Undefined Colours

Written by: Amanda Damaren

Edited by: Jackie Torres

“Undefined Colors” @The Roundhouse Community Arts Centre, November 08, 2014 – December 09, 2014

Founded by choreographer and dancer Alvin Erasga Tolentino in 2000, Co.Erasaga has created a collection of dance works by Peter Chin, Pichet Klunchun, William Lau, Didik Nini Thowok and Alvin Erasga Tolentino, which is named Undivided Colors. These artists will be together for the first time in Canada to share their talents on stage and in dialogue about their respective dance practices. Undivided Colors celebrates the spirit of dance, the diversity and gender of people and is a gathering and performance not to be missed at the Roundhouse Community Arts Centre in Vancouver BC from November 8th – November 9th 2014. The show Undivided Colors captured the essence of different cultures and choreographic rituals through the study and performance of dance. With Pichet Klunchun’s use of traditional Thai hand gestures or Didik Nini Thowok’s use of mask work the dancers asserted a certain level of contemporary knowledge and challenged the audiences view of dance, culture, identity and gender.

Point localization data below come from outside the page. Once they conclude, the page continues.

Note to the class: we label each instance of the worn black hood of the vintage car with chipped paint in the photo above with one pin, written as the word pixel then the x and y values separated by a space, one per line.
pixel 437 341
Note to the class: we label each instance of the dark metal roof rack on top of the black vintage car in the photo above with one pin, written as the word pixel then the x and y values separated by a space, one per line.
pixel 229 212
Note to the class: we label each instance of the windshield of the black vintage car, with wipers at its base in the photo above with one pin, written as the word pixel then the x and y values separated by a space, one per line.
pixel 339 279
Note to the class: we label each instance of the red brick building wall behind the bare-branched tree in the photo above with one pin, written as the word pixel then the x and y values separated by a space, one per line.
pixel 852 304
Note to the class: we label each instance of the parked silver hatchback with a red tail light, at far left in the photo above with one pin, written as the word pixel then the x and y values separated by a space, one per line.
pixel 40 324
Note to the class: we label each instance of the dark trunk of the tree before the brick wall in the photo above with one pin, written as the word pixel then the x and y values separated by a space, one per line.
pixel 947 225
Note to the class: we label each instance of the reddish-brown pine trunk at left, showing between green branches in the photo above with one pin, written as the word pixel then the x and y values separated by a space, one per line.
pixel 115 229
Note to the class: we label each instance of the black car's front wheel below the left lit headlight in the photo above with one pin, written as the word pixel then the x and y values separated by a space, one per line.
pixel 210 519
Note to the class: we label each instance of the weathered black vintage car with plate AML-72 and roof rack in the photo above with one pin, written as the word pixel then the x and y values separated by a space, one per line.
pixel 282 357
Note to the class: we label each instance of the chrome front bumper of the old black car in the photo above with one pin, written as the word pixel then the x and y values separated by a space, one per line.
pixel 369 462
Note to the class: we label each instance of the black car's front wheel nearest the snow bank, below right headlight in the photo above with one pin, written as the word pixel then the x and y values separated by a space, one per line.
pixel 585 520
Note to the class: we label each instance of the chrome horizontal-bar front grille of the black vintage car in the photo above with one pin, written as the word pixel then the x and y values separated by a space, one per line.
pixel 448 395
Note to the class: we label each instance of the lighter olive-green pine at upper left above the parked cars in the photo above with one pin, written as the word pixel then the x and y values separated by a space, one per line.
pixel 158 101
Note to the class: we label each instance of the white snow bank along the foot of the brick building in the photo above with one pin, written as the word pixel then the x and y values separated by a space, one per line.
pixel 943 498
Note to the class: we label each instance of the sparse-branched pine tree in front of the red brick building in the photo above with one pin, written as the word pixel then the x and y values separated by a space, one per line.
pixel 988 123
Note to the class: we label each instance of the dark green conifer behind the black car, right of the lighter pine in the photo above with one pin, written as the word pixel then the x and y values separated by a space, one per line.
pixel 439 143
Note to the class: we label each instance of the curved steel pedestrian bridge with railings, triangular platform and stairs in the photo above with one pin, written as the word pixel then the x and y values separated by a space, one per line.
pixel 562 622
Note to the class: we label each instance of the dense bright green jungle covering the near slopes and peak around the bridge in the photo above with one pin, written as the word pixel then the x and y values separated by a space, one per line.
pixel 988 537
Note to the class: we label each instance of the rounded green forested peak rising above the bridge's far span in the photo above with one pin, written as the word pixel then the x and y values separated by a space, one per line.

For example, Didik Nini Thowok used one mask, which gave the impression of an old lady dancing on stage. This mask had drooping characteristic features and very small eyes and in turn transformed Didik Nini Thowok into an eighty-year-old woman. This demonstrated the level of knowledge and dedication the dancers acquired, which challenged the audiences perception of identity and gender. In using stylized costumes, props and makeup Undivided Colors presented a charismatic theme, which left the viewer in a state of wonder and admiration. For example, William Lau promoted the richness of Chinese dancing by embodying in the “Dan” (female roles) and dressed in a traditional Chinese folk dress from head to toe. He also projected a strong sense of character and style by covering his face with makeup and including two fighting swords into his movement phrase. This is one example of how the dancers achieved a strong sense of commitment, exploration and love for what they do through a combination of movement and character building within each their pieces.

“Life is waiting, For Chinese Quyi”, 2000. 340 X 25 in.

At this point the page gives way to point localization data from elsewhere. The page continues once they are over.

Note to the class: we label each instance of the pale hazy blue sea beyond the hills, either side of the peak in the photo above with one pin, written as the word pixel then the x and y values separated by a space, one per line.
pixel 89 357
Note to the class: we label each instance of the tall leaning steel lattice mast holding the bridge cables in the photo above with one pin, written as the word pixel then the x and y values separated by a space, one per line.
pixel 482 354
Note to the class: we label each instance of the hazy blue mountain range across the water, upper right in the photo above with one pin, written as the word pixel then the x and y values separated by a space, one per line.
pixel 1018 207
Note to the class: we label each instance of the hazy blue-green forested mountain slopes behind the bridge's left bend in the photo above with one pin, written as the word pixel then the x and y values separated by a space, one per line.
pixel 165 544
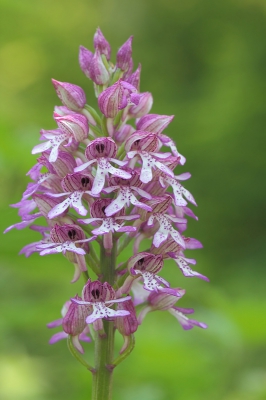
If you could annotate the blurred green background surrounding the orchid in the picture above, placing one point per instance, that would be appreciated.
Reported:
(205, 62)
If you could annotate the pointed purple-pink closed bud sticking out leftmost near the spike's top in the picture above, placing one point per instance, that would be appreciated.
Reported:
(72, 96)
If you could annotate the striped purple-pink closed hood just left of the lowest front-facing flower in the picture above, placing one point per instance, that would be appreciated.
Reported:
(74, 322)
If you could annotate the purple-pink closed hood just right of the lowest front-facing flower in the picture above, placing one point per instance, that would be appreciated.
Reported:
(128, 324)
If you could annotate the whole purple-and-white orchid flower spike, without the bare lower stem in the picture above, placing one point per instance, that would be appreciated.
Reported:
(109, 184)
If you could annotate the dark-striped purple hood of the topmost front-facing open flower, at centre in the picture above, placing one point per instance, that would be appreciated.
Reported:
(101, 147)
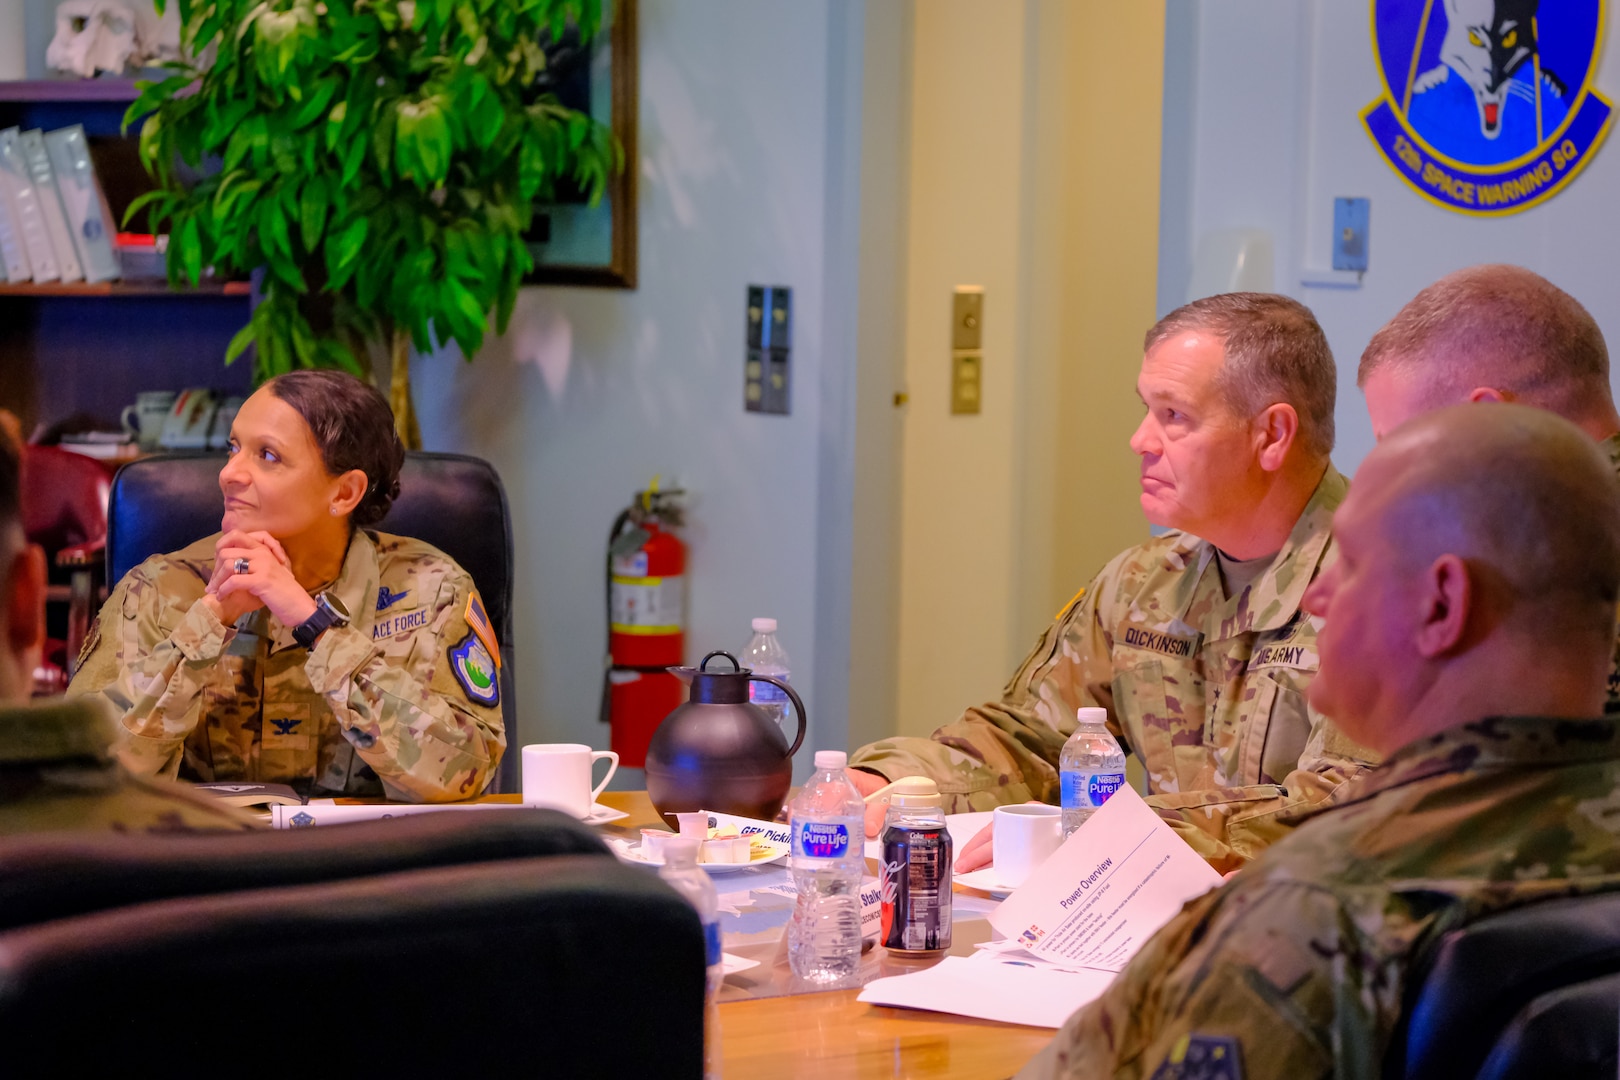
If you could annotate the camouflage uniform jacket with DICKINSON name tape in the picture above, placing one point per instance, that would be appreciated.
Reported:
(1208, 691)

Looking back over my experience seeing this show there were certain elements of the show that stood out to me as a viewer more than others. For example, the way Didik Nini Thowok was able to portray so many different characters using his masks was remarkable as I felt I was watching more then one person on stage. His ability to impersonate other people through his posture and isolated movements was captivating and a thrill to watch. Although I felt most of the dancers completely empowered the voice and art of the body I believe some of the pieces dragged on too long. For example, Pichet Klunchun performed a Thai Classical Dance language with contemporary sensibility, which piqued my interest for most of the solo. The way he moved so slowly across the stage with so little movement and was able to stay completely committed to his form was outstanding. However, I do believe that duration and timing play a large part in performing a piece on stage and although his commitment was impressive I felt quite bored and disinterested half way through. This being said, I appreciated the level of dedication and awareness that Pichet Klunchun brought to his choreographic creation and the sense of calm and serenity he contributed to the show.

Chinese mask

“Mask of Man and Woman”, 2013. 700 X 525 in.

Overall, it is interesting the way certain shows can affect the viewer personally in different ways. I feel Undefined Colors has completely moved me through a dance, theatre and staging perspective though the use of props, lighting and dance. Even though I felt some-what disconnected and inattentive during parts the cohesiveness of the dancers, staging, lights, costumes and movement was enough to leave me completely impressed and confident about the newfound dance knowledge I was taking in. Undefined Colors has inspired me to see more shows throughout Vancouver BC and branch out in other dance styles that are outside of my comfort zone. Dance and body was established in the mastery, authenticity and the originality in each of these dances and is definitely a show to be seen. With the combination of these dancers Co.Erasaga has definitely highlighted Undivided Colors where dance and choreography explores identity and contemporary voices being shared. Undefined Colors exposed to the audience a true love and dedication of dancing in the arts and in doing so inspired those around them and left the audience intrigued. In my opinion, Co.Erasaga has succeeded in presenting a well-rounded show and should continue to explore further in their practice of study and love of performance.

chinese painting

Jason Wills. “The Wild South Flies”, 2005. 588 X 600 in. Courtesy of the artist

References Burrows, Jonathan. A Choreographer’s Handbook. USA and Canada: Routledge, 2010. Print. Davida, Dena. Fields in Motion: Ethnography in the Worlds of Dance. Canada: Wilfred Laurier University Press, 2012. Print.